Second, imaging has improved since the NLST trial. “We have a better ability to estimate cancer in the nodules we find,” Dr. Berg explained. Nodules that previously needed a biopsy to confirm malignancy can now be assessed with AI and machine learning.
“I think the probability of false positives and problems from biopsy have changed dramatically over the last 10 years,” she said.
And we are catching more lung cancer earlier and saving lives. Overall, early detection is increasing, and late-stage detection is decreasing. “We’re bending the curve, making progress,” she said.
In 2019, the 5-year survival rate for lung cancer was 21.7%, up from 17.2% a decade earlier, according to the ALA. Much of that is because of early diagnosis, when the disease is still curable, which could be related to increased screening.
“NELSON showed benefit to CT screening and is useful in helping convince some of the skeptics,” Dr. Berg said.
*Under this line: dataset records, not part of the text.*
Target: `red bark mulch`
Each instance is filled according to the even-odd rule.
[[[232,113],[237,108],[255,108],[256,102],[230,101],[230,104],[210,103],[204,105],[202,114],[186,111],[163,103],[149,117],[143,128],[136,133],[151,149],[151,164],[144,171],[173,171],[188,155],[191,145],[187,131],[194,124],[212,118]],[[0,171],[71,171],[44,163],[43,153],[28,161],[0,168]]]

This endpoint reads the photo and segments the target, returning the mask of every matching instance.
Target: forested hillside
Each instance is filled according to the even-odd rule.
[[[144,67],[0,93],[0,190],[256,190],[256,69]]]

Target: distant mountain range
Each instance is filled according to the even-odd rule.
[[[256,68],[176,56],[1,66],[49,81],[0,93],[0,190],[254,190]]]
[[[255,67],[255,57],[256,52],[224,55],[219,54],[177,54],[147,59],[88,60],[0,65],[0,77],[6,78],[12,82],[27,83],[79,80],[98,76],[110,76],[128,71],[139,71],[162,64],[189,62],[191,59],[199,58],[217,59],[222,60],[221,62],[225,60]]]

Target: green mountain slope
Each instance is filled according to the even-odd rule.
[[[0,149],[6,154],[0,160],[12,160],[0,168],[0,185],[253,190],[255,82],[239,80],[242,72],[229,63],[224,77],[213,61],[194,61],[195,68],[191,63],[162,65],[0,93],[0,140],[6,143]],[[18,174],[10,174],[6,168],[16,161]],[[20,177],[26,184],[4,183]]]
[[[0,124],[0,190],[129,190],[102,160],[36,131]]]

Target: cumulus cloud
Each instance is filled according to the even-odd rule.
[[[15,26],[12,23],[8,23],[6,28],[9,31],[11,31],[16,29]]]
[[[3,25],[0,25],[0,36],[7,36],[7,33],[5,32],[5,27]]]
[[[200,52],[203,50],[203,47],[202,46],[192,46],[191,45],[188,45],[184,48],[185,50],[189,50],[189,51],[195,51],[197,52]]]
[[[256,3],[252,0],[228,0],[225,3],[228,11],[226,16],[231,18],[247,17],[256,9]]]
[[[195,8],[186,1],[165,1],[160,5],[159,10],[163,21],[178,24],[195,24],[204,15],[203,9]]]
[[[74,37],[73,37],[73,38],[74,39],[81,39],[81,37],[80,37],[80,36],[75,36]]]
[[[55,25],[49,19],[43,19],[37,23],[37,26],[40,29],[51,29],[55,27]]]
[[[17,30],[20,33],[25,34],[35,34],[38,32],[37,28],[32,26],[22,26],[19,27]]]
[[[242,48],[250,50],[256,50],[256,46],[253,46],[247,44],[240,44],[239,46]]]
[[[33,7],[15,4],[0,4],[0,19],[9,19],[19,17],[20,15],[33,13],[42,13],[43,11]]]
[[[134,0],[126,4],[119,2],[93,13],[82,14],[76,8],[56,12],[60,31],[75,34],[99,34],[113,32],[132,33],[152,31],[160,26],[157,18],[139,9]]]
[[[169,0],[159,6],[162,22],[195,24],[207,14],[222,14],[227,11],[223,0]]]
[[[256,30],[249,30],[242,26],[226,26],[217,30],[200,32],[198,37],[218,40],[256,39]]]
Diagnosis is also improving with new technologies. Electronic health records can be scanned to identify patients at increased risk, and patient portals can send reminders, notifications, and other educational information to encourage patients to discuss options with their doctor, which could improve the national lung cancer prognosis, Dr. Gould said.
At the end of the day, it still comes down to the patient and doctor having a conversation about the risks and benefits.
“But we have to get to that point,” Dr. Gould said. “We need to continue to develop tools to facilitate that conversation. It’s complicated, and there’s a lot of information to weigh.”
“We’re still working out how to do that,” he added.
Dr. Barry, Dr. Gould, and Dr. Berg have disclosed no relevant financial relationships.
This article first appeared on Medscape.com.